[Steve] Bannon had actually spent about a year in the mid-2000s in Hong Kong as the CEO of this bizarre video game company. The company didn’t actually make video games, what it did was try to profit from something called gold-mining, where you have players go in to these games, win gold and special armor and prizes, and then go sell it to gamers in the real world so they can kind of cheat and skip ahead a couple of levels.

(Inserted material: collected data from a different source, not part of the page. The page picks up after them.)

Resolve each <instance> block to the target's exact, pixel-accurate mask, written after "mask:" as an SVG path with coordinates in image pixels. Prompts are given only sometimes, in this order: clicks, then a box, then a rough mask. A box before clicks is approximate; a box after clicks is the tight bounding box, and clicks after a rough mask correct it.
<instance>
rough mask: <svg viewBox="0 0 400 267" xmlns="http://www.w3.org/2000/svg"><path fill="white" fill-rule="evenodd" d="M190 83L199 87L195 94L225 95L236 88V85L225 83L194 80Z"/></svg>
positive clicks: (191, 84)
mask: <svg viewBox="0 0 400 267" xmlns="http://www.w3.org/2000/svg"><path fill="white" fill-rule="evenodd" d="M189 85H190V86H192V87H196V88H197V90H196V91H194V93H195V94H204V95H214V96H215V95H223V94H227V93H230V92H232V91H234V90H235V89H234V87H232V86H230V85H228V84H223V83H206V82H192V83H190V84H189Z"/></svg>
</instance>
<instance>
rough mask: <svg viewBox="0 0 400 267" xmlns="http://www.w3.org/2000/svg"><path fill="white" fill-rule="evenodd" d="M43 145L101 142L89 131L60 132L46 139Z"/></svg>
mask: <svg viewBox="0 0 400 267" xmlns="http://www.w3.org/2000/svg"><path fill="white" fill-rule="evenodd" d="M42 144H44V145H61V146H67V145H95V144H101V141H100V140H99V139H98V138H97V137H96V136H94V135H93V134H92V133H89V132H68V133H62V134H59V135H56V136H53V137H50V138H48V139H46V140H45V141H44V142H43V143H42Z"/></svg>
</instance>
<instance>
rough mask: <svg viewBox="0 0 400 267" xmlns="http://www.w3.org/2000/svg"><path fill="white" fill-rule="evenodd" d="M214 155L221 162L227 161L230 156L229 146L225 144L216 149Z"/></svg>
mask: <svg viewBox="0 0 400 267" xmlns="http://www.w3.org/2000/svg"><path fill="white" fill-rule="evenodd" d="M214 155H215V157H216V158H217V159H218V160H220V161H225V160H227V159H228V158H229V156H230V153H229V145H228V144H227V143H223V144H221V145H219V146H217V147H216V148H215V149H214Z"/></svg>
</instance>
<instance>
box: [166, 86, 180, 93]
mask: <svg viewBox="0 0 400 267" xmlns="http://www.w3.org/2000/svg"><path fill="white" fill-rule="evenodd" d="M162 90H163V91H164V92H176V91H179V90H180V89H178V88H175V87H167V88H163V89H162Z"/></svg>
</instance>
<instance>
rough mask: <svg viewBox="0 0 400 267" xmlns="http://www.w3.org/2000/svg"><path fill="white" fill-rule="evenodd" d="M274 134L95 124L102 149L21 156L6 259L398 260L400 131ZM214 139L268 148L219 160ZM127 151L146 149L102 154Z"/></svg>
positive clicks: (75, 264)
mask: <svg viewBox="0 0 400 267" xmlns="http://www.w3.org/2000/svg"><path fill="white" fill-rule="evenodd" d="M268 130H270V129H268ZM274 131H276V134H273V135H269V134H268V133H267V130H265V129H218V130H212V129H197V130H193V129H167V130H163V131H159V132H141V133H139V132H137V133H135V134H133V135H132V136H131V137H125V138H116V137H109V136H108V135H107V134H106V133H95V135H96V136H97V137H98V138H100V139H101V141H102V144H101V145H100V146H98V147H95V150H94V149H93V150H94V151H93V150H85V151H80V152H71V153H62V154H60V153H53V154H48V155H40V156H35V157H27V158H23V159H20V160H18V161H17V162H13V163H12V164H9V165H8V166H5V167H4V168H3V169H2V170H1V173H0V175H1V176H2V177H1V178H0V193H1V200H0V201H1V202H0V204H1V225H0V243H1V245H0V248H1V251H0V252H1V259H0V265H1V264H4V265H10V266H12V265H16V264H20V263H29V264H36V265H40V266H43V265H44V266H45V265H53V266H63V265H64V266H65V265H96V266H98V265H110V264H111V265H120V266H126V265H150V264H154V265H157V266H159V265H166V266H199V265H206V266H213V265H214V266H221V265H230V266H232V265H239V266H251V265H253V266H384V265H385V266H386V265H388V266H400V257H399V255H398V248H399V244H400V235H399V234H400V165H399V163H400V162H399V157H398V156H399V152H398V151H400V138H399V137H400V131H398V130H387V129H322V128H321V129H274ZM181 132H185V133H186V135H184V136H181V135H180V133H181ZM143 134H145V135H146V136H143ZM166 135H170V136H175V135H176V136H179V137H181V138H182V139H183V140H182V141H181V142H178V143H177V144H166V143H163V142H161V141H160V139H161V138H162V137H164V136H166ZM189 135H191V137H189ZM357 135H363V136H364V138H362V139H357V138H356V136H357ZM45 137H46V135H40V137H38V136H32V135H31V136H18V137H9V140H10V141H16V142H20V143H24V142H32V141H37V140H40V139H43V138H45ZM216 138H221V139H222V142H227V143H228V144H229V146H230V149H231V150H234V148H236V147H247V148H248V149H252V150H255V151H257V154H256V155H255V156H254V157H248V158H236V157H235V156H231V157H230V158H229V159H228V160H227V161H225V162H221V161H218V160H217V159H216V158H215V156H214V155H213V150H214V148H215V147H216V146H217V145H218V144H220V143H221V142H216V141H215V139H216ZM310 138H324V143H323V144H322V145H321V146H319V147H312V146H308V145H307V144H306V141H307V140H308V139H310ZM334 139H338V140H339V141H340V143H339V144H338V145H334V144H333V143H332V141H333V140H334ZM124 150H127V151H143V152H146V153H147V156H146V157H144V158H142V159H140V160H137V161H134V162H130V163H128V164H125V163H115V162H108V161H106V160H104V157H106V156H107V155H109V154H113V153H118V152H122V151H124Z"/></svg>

This was a serious business, it was actually backed by Goldman Sachs, but it crashed and went bankrupt because the gamers themselves who weren’t cheating became enraged basically that these other people were doing, they put so much pressure on the gaming companies. The gamers organized themselves on these “World of Warcraft” message boards. They put so much pressure on the video game companies, that they decided to basically ban gold-farming, which killed Bannon’s business, but it awakened him to the power of what he called “rootless white males” who spend all their time online. And five years later when Bannon wound up at Breitbart, he resolved to try and attract those people over to Breitbart because he thought they could be radicalized in a kind of populist, nationalist way. And the way that Bannon did that, the bridge between the angry abusive gamers and Breitbart and Pepe was Milo Yiannopoulous, who Bannon discovered and hired to be Breitbart’s tech editor.
From the time I met him in 2011, he’s had exactly the same politics. The same stuff you heard from Trump, you saw on the campaign trail.